Abstract

A previous study has shown that a large portion of subseasonal-to-seasonal European Centre for Medium-Range Weather Forecasts (ECMWF) ensemble forecasts for 2-meter temperature exhibit properties of bimodality, in some locations reaching occurrence rates of over 30 %. This study introduces novel methodology to help identify `bimodal events', meteorological events which trigger the development of widespread bimodality in forecasts. Understanding such events not only provides insight into the dynamics of the meteorological phenomena causing bimodal events, but also has drastic implications for the skill of forecasts affected.

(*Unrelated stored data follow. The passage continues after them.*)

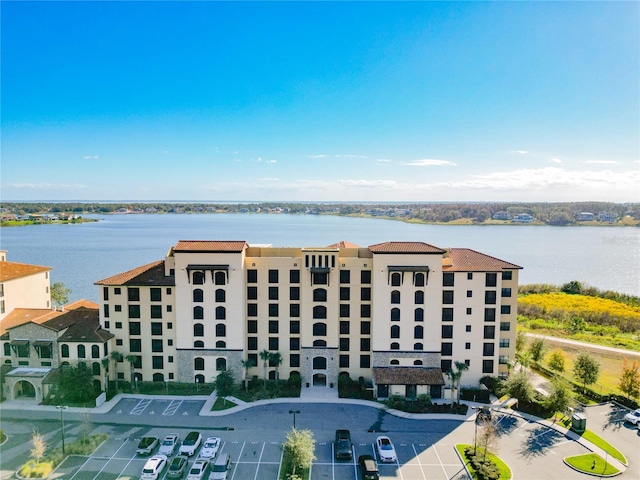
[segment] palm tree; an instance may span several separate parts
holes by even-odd
[[[449,380],[451,380],[451,407],[453,408],[453,402],[456,398],[456,385],[458,384],[458,380],[460,380],[460,377],[462,376],[462,372],[450,369],[445,372],[445,375],[449,378]]]
[[[457,370],[457,378],[456,378],[456,389],[458,390],[458,403],[460,403],[460,379],[462,378],[462,374],[469,370],[469,365],[465,362],[454,362]]]
[[[249,388],[249,369],[255,367],[255,362],[253,359],[247,358],[246,360],[241,360],[241,363],[244,367],[244,389],[247,390]]]
[[[273,352],[269,354],[269,363],[276,367],[276,383],[280,380],[278,373],[278,367],[282,365],[282,354],[280,352]]]
[[[124,357],[122,356],[122,354],[117,350],[111,352],[111,360],[113,360],[114,366],[113,372],[115,373],[116,377],[116,393],[118,392],[118,362],[121,362],[123,358]]]
[[[129,380],[131,381],[131,388],[133,388],[133,384],[135,383],[135,380],[133,378],[133,369],[135,368],[135,364],[138,361],[138,357],[136,357],[135,355],[127,355],[126,357],[124,357],[124,359],[129,362]]]
[[[108,358],[103,358],[100,363],[102,363],[102,368],[104,368],[104,391],[106,393],[107,390],[109,390],[109,363],[111,362]]]
[[[267,362],[269,361],[269,350],[264,349],[260,352],[260,360],[262,360],[262,368],[264,372],[262,374],[262,379],[264,380],[264,387],[267,388]]]

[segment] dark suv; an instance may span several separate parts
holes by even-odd
[[[351,432],[349,430],[336,430],[336,460],[351,460]]]
[[[360,455],[358,457],[358,465],[360,465],[362,480],[380,480],[378,464],[371,455]]]

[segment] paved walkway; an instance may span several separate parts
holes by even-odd
[[[537,333],[528,333],[525,335],[530,338],[542,338],[550,343],[564,343],[567,345],[573,345],[576,347],[585,348],[593,351],[611,352],[619,355],[625,355],[628,357],[640,357],[640,352],[634,350],[626,350],[624,348],[606,347],[604,345],[596,345],[595,343],[579,342],[578,340],[570,340],[568,338],[552,337],[550,335],[539,335]]]

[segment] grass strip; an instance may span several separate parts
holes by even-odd
[[[471,446],[472,445],[466,444],[466,443],[458,443],[458,444],[456,444],[456,450],[460,454],[460,458],[462,458],[464,460],[464,463],[467,466],[467,469],[469,470],[469,473],[471,474],[471,478],[477,479],[478,476],[476,474],[475,469],[471,465],[471,460],[464,453],[465,448],[471,447]],[[478,454],[482,454],[484,452],[484,450],[481,447],[477,447],[477,451],[478,451]],[[496,468],[500,472],[500,479],[501,480],[510,480],[511,479],[511,469],[509,468],[509,465],[504,463],[500,457],[498,457],[497,455],[494,455],[491,452],[487,452],[487,458],[489,460],[491,460],[493,463],[495,463]]]
[[[212,412],[216,412],[219,410],[227,410],[228,408],[233,408],[235,407],[236,404],[233,403],[231,400],[225,400],[222,397],[218,397],[216,398],[216,401],[214,402],[213,406],[211,407],[211,411]]]
[[[280,465],[280,477],[278,478],[278,480],[289,480],[289,475],[291,475],[292,472],[293,472],[293,465],[291,465],[291,456],[287,451],[287,449],[285,448],[282,454],[282,464]],[[296,471],[296,475],[301,480],[309,480],[309,469],[308,468],[298,469]]]
[[[585,453],[575,457],[566,457],[564,462],[571,465],[580,472],[591,475],[610,476],[620,473],[620,471],[602,458],[597,453]]]
[[[584,433],[582,434],[582,438],[590,441],[595,446],[600,447],[609,455],[611,455],[613,458],[621,461],[624,465],[628,465],[627,458],[622,454],[622,452],[620,452],[616,447],[611,445],[609,442],[607,442],[603,438],[593,433],[591,430],[589,429],[585,430]]]

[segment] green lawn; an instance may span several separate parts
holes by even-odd
[[[627,459],[622,454],[622,452],[620,452],[616,447],[611,445],[609,442],[607,442],[604,439],[600,438],[598,435],[593,433],[591,430],[589,430],[589,429],[585,430],[585,432],[582,434],[582,438],[584,438],[585,440],[589,440],[591,443],[593,443],[594,445],[600,447],[605,452],[608,452],[609,455],[611,455],[612,457],[616,458],[617,460],[620,460],[623,464],[628,465]]]
[[[605,459],[595,453],[567,457],[564,461],[576,470],[590,475],[609,476],[620,473],[620,471],[610,463],[605,464]]]
[[[225,400],[222,397],[218,397],[216,398],[216,401],[213,404],[213,407],[211,407],[211,411],[215,412],[218,410],[227,410],[228,408],[233,408],[235,406],[236,404],[233,403],[231,400]]]
[[[465,443],[458,443],[456,445],[456,450],[458,451],[458,453],[460,454],[460,457],[464,460],[465,465],[469,469],[469,473],[471,474],[471,478],[476,479],[476,478],[478,478],[476,476],[476,472],[475,472],[473,466],[471,465],[471,462],[470,462],[469,458],[467,458],[466,454],[464,453],[464,449],[467,448],[467,447],[471,447],[471,446],[472,445],[465,444]],[[478,453],[482,453],[482,448],[478,447]],[[498,471],[500,472],[500,478],[502,480],[510,480],[511,479],[511,469],[509,468],[509,465],[504,463],[500,457],[498,457],[497,455],[494,455],[493,453],[487,451],[487,458],[489,460],[491,460],[493,463],[496,464],[496,467],[498,468]]]
[[[291,460],[289,458],[289,454],[287,450],[284,450],[282,454],[282,462],[280,463],[280,477],[278,480],[288,480],[288,476],[291,474],[293,467],[291,466]],[[304,468],[302,470],[298,470],[296,474],[302,480],[309,480],[309,469]]]

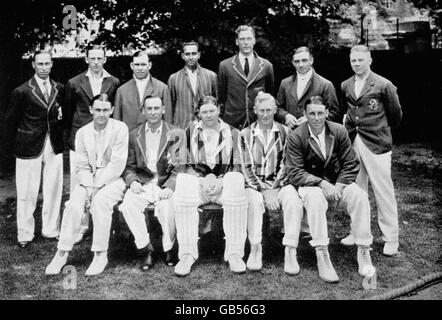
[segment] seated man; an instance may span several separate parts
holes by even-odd
[[[368,195],[355,183],[358,159],[344,126],[325,120],[328,109],[320,96],[306,100],[304,114],[307,122],[296,128],[287,141],[286,170],[288,183],[298,188],[307,211],[310,244],[316,250],[319,276],[327,282],[339,281],[328,253],[329,203],[345,208],[350,215],[358,245],[359,273],[366,276],[373,268],[370,258],[373,237]]]
[[[284,180],[284,147],[290,129],[273,121],[276,113],[275,98],[259,92],[255,98],[254,111],[257,121],[241,131],[243,173],[246,194],[249,201],[247,231],[250,241],[250,255],[247,268],[262,268],[262,220],[264,205],[270,210],[284,214],[285,249],[284,271],[299,273],[296,261],[303,207],[292,185],[281,186]]]
[[[219,119],[216,98],[205,96],[198,105],[201,120],[186,131],[188,173],[178,174],[173,195],[179,245],[175,274],[189,274],[198,259],[198,206],[206,203],[223,206],[224,259],[233,272],[243,273],[247,199],[240,172],[239,131]]]
[[[179,165],[186,161],[184,131],[162,120],[165,107],[158,96],[144,99],[142,113],[147,119],[130,132],[129,155],[123,179],[129,187],[120,210],[143,257],[142,270],[153,264],[153,247],[146,226],[144,210],[155,204],[155,216],[163,230],[166,263],[174,265],[172,247],[175,221],[171,197]]]
[[[63,212],[58,250],[46,267],[47,275],[58,274],[66,264],[75,237],[80,232],[85,208],[92,214],[95,252],[87,276],[98,275],[107,265],[107,249],[113,207],[123,199],[124,181],[120,178],[127,160],[127,126],[110,119],[113,107],[106,93],[92,99],[93,121],[75,135],[75,166],[78,183]]]

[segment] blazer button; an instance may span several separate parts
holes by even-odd
[[[359,120],[359,117],[358,117],[358,116],[356,116],[356,120]]]
[[[316,168],[316,166],[315,166],[315,165],[313,164],[313,165],[312,165],[312,168],[313,168],[313,169],[315,169],[315,168]]]

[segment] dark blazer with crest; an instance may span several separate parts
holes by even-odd
[[[147,167],[146,150],[147,121],[129,133],[129,153],[123,179],[128,187],[134,181],[145,184],[154,174]],[[176,175],[184,172],[187,160],[184,131],[163,121],[158,147],[158,186],[175,190]]]
[[[148,95],[155,95],[161,98],[166,108],[164,119],[172,119],[172,106],[170,102],[170,93],[167,85],[150,76],[143,99]],[[118,88],[115,95],[115,110],[113,118],[123,121],[129,128],[129,131],[135,129],[138,125],[146,121],[146,117],[141,113],[140,95],[134,79],[130,79]]]
[[[371,71],[358,98],[354,76],[342,82],[341,93],[350,139],[353,141],[359,133],[371,152],[390,151],[393,147],[391,128],[398,127],[402,119],[397,89],[391,81]]]
[[[308,123],[300,124],[287,140],[286,181],[295,187],[317,186],[323,179],[332,184],[355,182],[359,160],[343,125],[325,122],[325,150],[324,158]]]
[[[281,81],[276,97],[278,105],[278,111],[275,114],[276,121],[285,123],[287,113],[294,115],[296,118],[302,117],[305,101],[312,96],[321,96],[330,112],[329,119],[335,121],[335,114],[339,112],[339,104],[335,87],[331,81],[320,76],[313,69],[312,77],[300,97],[297,94],[297,85],[296,74]]]
[[[218,70],[218,95],[222,119],[237,129],[243,129],[256,121],[253,112],[255,97],[259,91],[273,95],[273,65],[254,52],[255,61],[246,77],[239,56],[221,61]]]
[[[40,156],[47,133],[54,153],[63,152],[63,86],[52,79],[50,82],[49,102],[46,102],[35,77],[12,92],[5,115],[5,128],[6,137],[15,139],[17,158],[33,159]]]
[[[92,98],[91,84],[86,76],[87,71],[69,79],[66,83],[66,94],[64,102],[64,115],[67,136],[69,137],[69,148],[75,150],[75,134],[78,129],[92,121],[92,114],[89,111]],[[107,93],[113,103],[115,91],[120,85],[120,80],[114,76],[103,79],[100,93]]]

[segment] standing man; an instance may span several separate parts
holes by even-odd
[[[130,68],[133,71],[133,79],[127,81],[118,88],[115,97],[114,119],[123,121],[129,131],[146,121],[142,107],[144,98],[149,95],[160,97],[166,108],[165,119],[172,119],[172,107],[170,93],[167,85],[151,76],[152,62],[146,51],[137,51],[132,56]]]
[[[147,121],[130,132],[129,156],[123,179],[129,187],[120,210],[135,238],[141,255],[141,269],[153,264],[153,247],[146,226],[144,210],[155,205],[155,216],[163,231],[166,264],[174,265],[176,228],[172,195],[178,170],[186,164],[184,131],[162,120],[165,107],[159,97],[146,96],[143,114]]]
[[[34,211],[43,170],[42,236],[59,234],[63,189],[63,86],[49,78],[52,56],[37,51],[34,76],[12,92],[6,112],[7,137],[15,139],[18,243],[34,239]]]
[[[121,121],[109,119],[113,107],[106,93],[92,99],[93,121],[75,136],[75,171],[78,183],[63,211],[58,250],[46,267],[47,275],[59,274],[67,262],[81,226],[85,209],[92,215],[94,259],[87,276],[102,273],[107,265],[107,249],[113,207],[123,199],[124,181],[120,178],[127,160],[129,133]]]
[[[198,206],[223,206],[224,259],[234,273],[246,271],[242,260],[247,229],[247,198],[241,174],[239,131],[219,119],[216,98],[199,103],[201,119],[186,130],[188,172],[177,176],[173,203],[179,262],[175,274],[185,276],[198,259]]]
[[[186,129],[195,120],[198,101],[204,96],[218,96],[216,73],[199,65],[199,45],[195,41],[183,44],[181,58],[184,68],[169,77],[167,85],[172,100],[168,121]]]
[[[283,185],[285,178],[285,144],[290,129],[273,121],[276,113],[275,98],[269,93],[259,92],[255,99],[254,111],[258,120],[241,131],[243,174],[249,202],[247,232],[250,241],[250,255],[247,268],[262,268],[262,220],[265,207],[279,210],[284,215],[286,246],[284,271],[288,274],[299,273],[296,260],[303,207],[295,188]]]
[[[79,75],[69,79],[66,83],[65,94],[65,123],[69,145],[69,166],[70,166],[70,188],[69,194],[74,192],[78,183],[75,174],[75,135],[81,127],[92,121],[92,114],[89,107],[92,105],[93,97],[106,93],[113,103],[115,92],[120,85],[120,80],[110,75],[104,69],[106,63],[106,51],[101,45],[90,45],[86,50],[85,57],[88,69]],[[80,233],[75,242],[81,241],[84,233],[89,227],[89,214],[82,218]]]
[[[328,252],[327,209],[329,203],[347,210],[358,245],[358,272],[370,274],[370,203],[356,183],[359,163],[344,126],[326,121],[328,109],[320,96],[307,99],[307,122],[289,136],[286,150],[288,183],[298,188],[304,204],[318,262],[319,276],[339,281]],[[297,194],[295,194],[297,196]]]
[[[256,120],[253,105],[258,92],[273,94],[274,75],[273,65],[253,50],[253,28],[242,25],[235,32],[239,52],[219,64],[218,94],[223,120],[243,129]]]
[[[294,129],[306,121],[305,101],[312,96],[321,96],[329,108],[330,120],[339,111],[336,90],[333,84],[313,69],[313,55],[307,47],[299,47],[293,54],[292,64],[296,73],[285,78],[279,86],[278,112],[275,119]]]
[[[357,183],[367,191],[370,179],[385,241],[383,253],[393,256],[399,248],[399,220],[391,179],[391,128],[399,126],[402,109],[396,87],[371,71],[371,62],[366,46],[351,49],[350,64],[355,75],[341,84],[341,105],[347,112],[345,127],[361,162]],[[353,230],[341,243],[354,244]]]

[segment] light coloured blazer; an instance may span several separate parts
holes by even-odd
[[[172,74],[167,82],[172,100],[172,124],[181,129],[186,129],[195,120],[195,109],[202,97],[218,97],[216,73],[200,65],[197,66],[196,73],[195,92],[185,68]]]
[[[135,129],[139,124],[146,121],[146,117],[141,113],[141,103],[147,95],[156,95],[161,98],[163,105],[166,107],[165,119],[171,117],[172,107],[170,104],[170,94],[167,85],[158,79],[150,76],[146,89],[144,90],[143,99],[140,100],[137,85],[134,79],[124,83],[117,89],[115,95],[115,110],[113,118],[123,121],[129,128],[129,131]]]
[[[123,173],[129,148],[129,131],[123,122],[109,119],[104,138],[104,167],[98,169],[94,131],[94,122],[77,131],[75,171],[80,185],[101,188],[117,180]]]

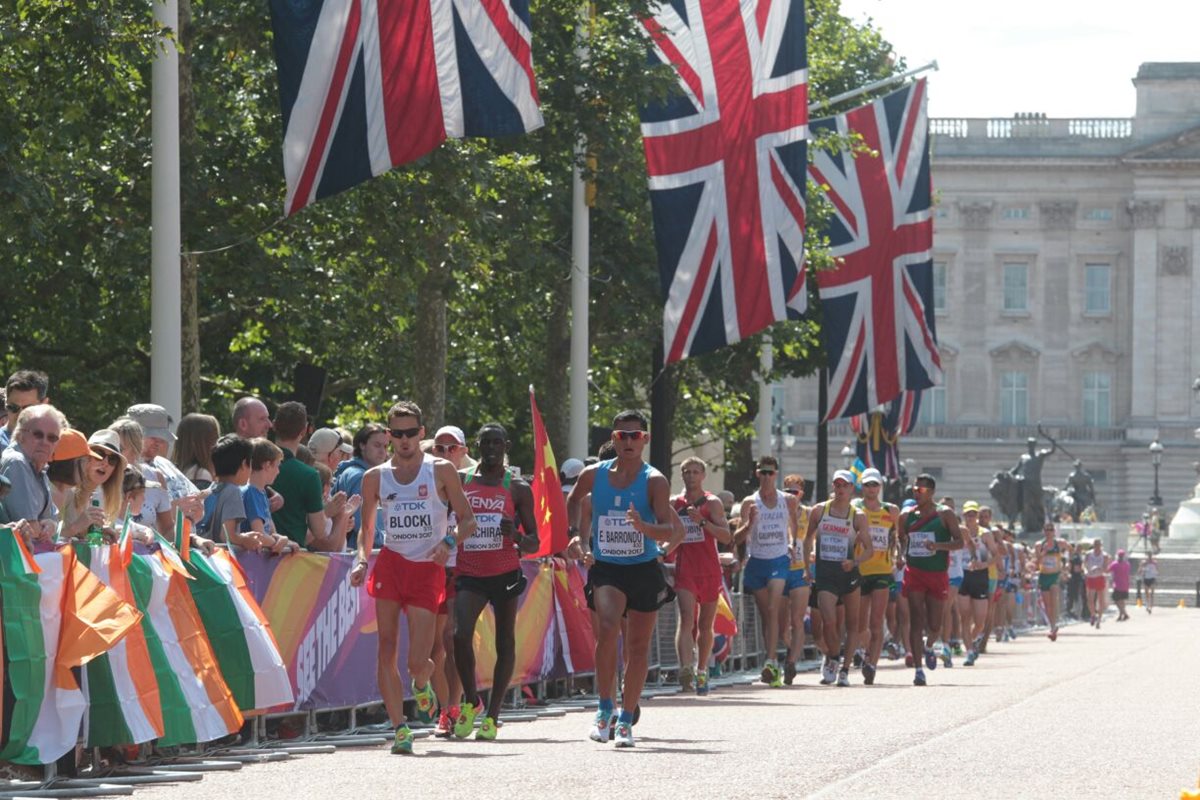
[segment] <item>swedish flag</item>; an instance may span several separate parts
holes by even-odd
[[[854,475],[854,485],[856,488],[862,488],[862,474],[867,471],[867,465],[863,463],[861,458],[854,459],[854,463],[850,465],[850,472]]]

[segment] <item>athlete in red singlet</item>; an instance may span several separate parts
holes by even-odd
[[[508,433],[499,423],[479,429],[479,466],[460,472],[463,491],[475,513],[475,534],[458,549],[454,601],[454,660],[462,680],[464,702],[454,735],[465,739],[483,710],[475,689],[475,623],[484,606],[492,604],[496,615],[496,666],[487,715],[477,739],[496,738],[496,720],[516,661],[517,601],[525,590],[521,553],[538,549],[537,523],[533,513],[533,491],[529,484],[504,466]],[[514,520],[520,517],[521,530]]]
[[[684,460],[680,470],[684,492],[671,498],[671,505],[683,521],[684,535],[679,546],[668,553],[675,561],[675,600],[679,605],[675,650],[679,654],[679,685],[690,692],[695,680],[696,694],[705,695],[713,620],[724,585],[717,542],[729,544],[733,534],[725,521],[725,506],[704,490],[707,465],[692,457]]]

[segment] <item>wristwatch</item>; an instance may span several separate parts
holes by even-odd
[[[455,539],[453,536],[447,533],[442,537],[442,544],[453,550],[454,548],[458,547],[458,539]]]

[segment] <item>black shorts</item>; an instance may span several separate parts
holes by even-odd
[[[1129,599],[1129,590],[1127,590],[1127,589],[1113,589],[1113,591],[1112,591],[1112,599],[1113,599],[1113,601],[1114,601],[1114,602],[1115,602],[1115,601],[1117,601],[1117,600],[1128,600],[1128,599]]]
[[[1147,589],[1153,588],[1156,583],[1158,583],[1158,578],[1142,578],[1142,586]]]
[[[859,588],[863,594],[870,594],[880,589],[890,591],[892,588],[892,575],[891,573],[886,575],[863,575]]]
[[[965,570],[962,586],[958,587],[960,597],[972,600],[988,599],[988,571],[986,569]]]
[[[454,579],[454,588],[459,592],[474,592],[486,597],[493,606],[520,597],[525,591],[525,575],[521,570],[514,569],[503,575],[489,575],[481,578],[476,575],[458,575]]]
[[[640,564],[610,564],[606,561],[592,564],[583,592],[588,608],[593,611],[596,604],[592,592],[597,586],[611,586],[625,595],[627,611],[650,613],[675,599],[675,592],[667,585],[662,565],[657,560]]]
[[[813,594],[821,592],[829,592],[838,597],[850,594],[858,590],[858,583],[862,577],[858,574],[858,567],[846,572],[838,563],[830,562],[827,569],[821,569],[821,565],[817,565],[817,580],[813,584],[816,591]]]

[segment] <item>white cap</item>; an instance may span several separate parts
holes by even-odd
[[[578,458],[568,458],[562,463],[563,477],[569,481],[578,478],[581,472],[583,472],[583,462]]]
[[[878,483],[880,486],[883,486],[884,484],[883,475],[881,475],[879,470],[875,469],[874,467],[863,470],[862,477],[858,479],[858,482]]]
[[[308,437],[308,449],[315,456],[326,456],[334,450],[353,454],[354,448],[342,441],[342,437],[333,428],[318,428]]]
[[[833,473],[833,479],[835,481],[845,481],[851,486],[854,485],[854,473],[848,469],[839,469],[837,472]]]
[[[467,437],[463,436],[462,428],[458,427],[457,425],[443,425],[437,429],[437,433],[433,435],[433,438],[436,441],[439,436],[446,435],[453,436],[454,441],[461,445],[465,445],[467,443]]]

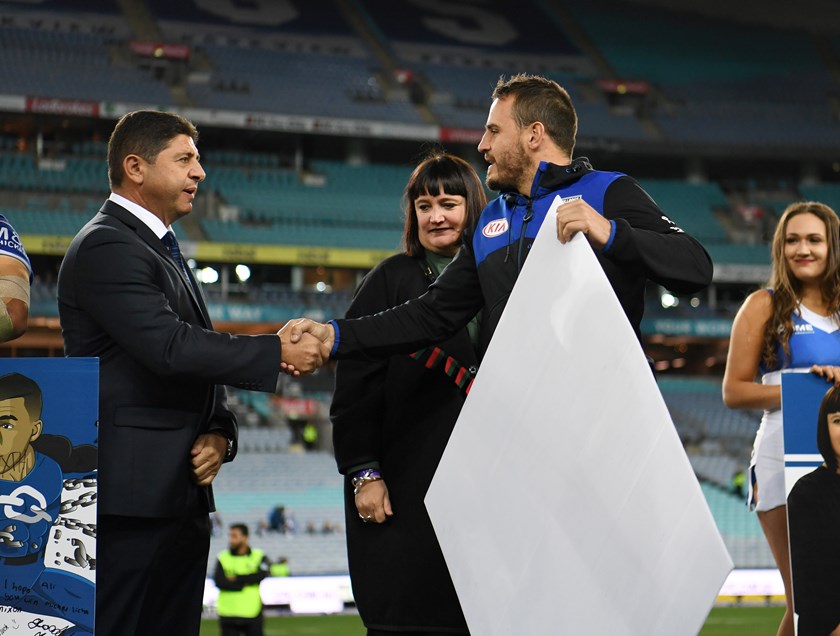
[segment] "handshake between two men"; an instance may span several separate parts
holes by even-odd
[[[277,335],[282,344],[280,367],[283,373],[295,376],[322,367],[330,359],[335,342],[331,324],[308,318],[290,320]]]

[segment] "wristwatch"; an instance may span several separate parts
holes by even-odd
[[[373,468],[365,468],[364,470],[360,470],[350,480],[350,484],[353,486],[353,494],[358,495],[359,490],[361,490],[362,486],[364,486],[367,482],[378,481],[380,479],[382,479],[382,473],[380,473],[378,470],[375,470]]]

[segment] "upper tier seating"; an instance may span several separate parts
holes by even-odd
[[[819,149],[840,142],[831,74],[803,31],[603,0],[569,10],[619,78],[662,91],[664,101],[648,112],[669,141]]]
[[[666,215],[700,241],[725,242],[726,230],[715,218],[715,208],[727,208],[726,197],[714,183],[686,183],[643,179],[641,186]]]
[[[132,64],[117,64],[108,36],[0,28],[5,94],[89,101],[171,104],[166,85]]]
[[[199,106],[249,112],[422,124],[407,96],[376,91],[376,63],[366,57],[290,53],[208,44],[214,70],[187,91]]]

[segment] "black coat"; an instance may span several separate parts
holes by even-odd
[[[416,298],[429,281],[421,261],[392,256],[365,278],[348,317]],[[466,330],[438,345],[465,367],[476,354]],[[331,417],[336,461],[346,474],[379,462],[394,516],[363,523],[345,479],[347,548],[353,594],[370,629],[467,633],[423,498],[464,402],[443,371],[408,354],[338,363]]]
[[[820,466],[800,477],[788,496],[788,525],[797,633],[824,636],[840,625],[840,475]]]

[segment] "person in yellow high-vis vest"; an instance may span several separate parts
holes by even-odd
[[[248,544],[248,526],[230,527],[228,549],[219,552],[213,580],[219,588],[216,611],[221,636],[262,636],[260,581],[269,576],[265,553]]]

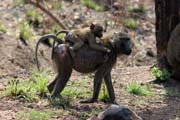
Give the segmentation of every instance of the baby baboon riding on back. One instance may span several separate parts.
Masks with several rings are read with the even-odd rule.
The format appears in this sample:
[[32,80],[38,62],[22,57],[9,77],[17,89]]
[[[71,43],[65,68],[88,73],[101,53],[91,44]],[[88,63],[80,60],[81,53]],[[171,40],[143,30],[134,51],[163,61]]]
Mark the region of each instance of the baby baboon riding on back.
[[88,44],[94,50],[110,52],[108,48],[96,43],[96,37],[101,38],[103,36],[103,27],[99,24],[91,24],[89,27],[72,31],[62,30],[56,35],[60,33],[66,33],[65,41],[73,44],[70,47],[73,51],[80,49],[84,44]]
[[[58,42],[57,36],[52,34],[41,37],[39,41],[43,41],[46,38],[52,38],[54,41]],[[61,94],[70,79],[72,70],[75,69],[81,73],[95,72],[93,95],[90,99],[81,101],[82,103],[92,103],[97,101],[103,80],[105,81],[107,87],[110,99],[109,102],[116,103],[111,80],[111,70],[116,63],[118,56],[130,55],[132,51],[131,39],[127,34],[123,34],[121,32],[111,34],[110,36],[102,39],[107,39],[107,43],[102,46],[106,46],[110,49],[109,58],[106,61],[104,61],[103,52],[91,49],[87,44],[75,52],[76,57],[71,56],[69,46],[66,42],[62,41],[62,43],[59,43],[60,45],[55,46],[53,52],[53,62],[58,74],[47,86],[49,92],[51,93],[51,97],[57,97]],[[112,41],[108,42],[108,39],[112,39]],[[40,43],[39,41],[38,43]],[[37,67],[39,69],[37,58],[38,43],[36,44],[35,54]]]
[[[90,48],[101,51],[104,53],[109,53],[110,50],[103,46],[102,44],[96,43],[96,38],[101,38],[103,36],[103,27],[99,24],[91,24],[89,27],[85,28],[78,28],[74,30],[61,30],[54,34],[47,34],[38,41],[36,45],[36,57],[37,57],[37,49],[40,43],[43,43],[49,38],[54,39],[53,46],[52,46],[52,58],[54,56],[54,48],[55,48],[55,42],[58,44],[62,44],[63,40],[59,39],[57,36],[59,34],[65,33],[66,36],[64,37],[65,43],[69,44],[69,49],[71,52],[71,55],[75,55],[75,51],[80,49],[84,44],[88,45]],[[102,42],[101,42],[102,43]],[[107,54],[104,56],[105,59],[108,58]],[[38,61],[38,60],[37,60]],[[40,66],[37,62],[37,66]],[[38,67],[39,68],[39,67]]]

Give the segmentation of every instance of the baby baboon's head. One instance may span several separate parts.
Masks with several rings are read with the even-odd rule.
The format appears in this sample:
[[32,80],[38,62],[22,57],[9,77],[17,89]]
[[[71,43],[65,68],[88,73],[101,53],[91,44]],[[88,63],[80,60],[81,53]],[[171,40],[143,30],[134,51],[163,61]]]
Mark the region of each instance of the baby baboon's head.
[[101,25],[92,23],[90,29],[96,37],[101,38],[103,36],[103,27]]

The methodology that is developed allows one to systematically characterize the spatial and temporal scales of the derived bimodal events, and thus uncover the flow states that lead to them. Three distinct regions that exhibit high occurrence rates of bimodality are studied: one in South America, one in the Southern Ocean and one in the North Atlantic. It is found that each region's bimodality appears to be triggered by large-scale atmospheric processes interacting with geographically specific processes: In South America bimodality is related to an atmospheric wave interacting with the Andes, in the Southern Ocean bimodality is related to an atmospheric wave interacting with sea ice, and in the North Atlantic bimodality is connected to an atmospheric wave deforming near the Gulf Stream. This common pattern of large-scale circulation anomalies interacting with local boundary conditions suggests that any deeper dynamical understanding of these events should incorporate such interactions.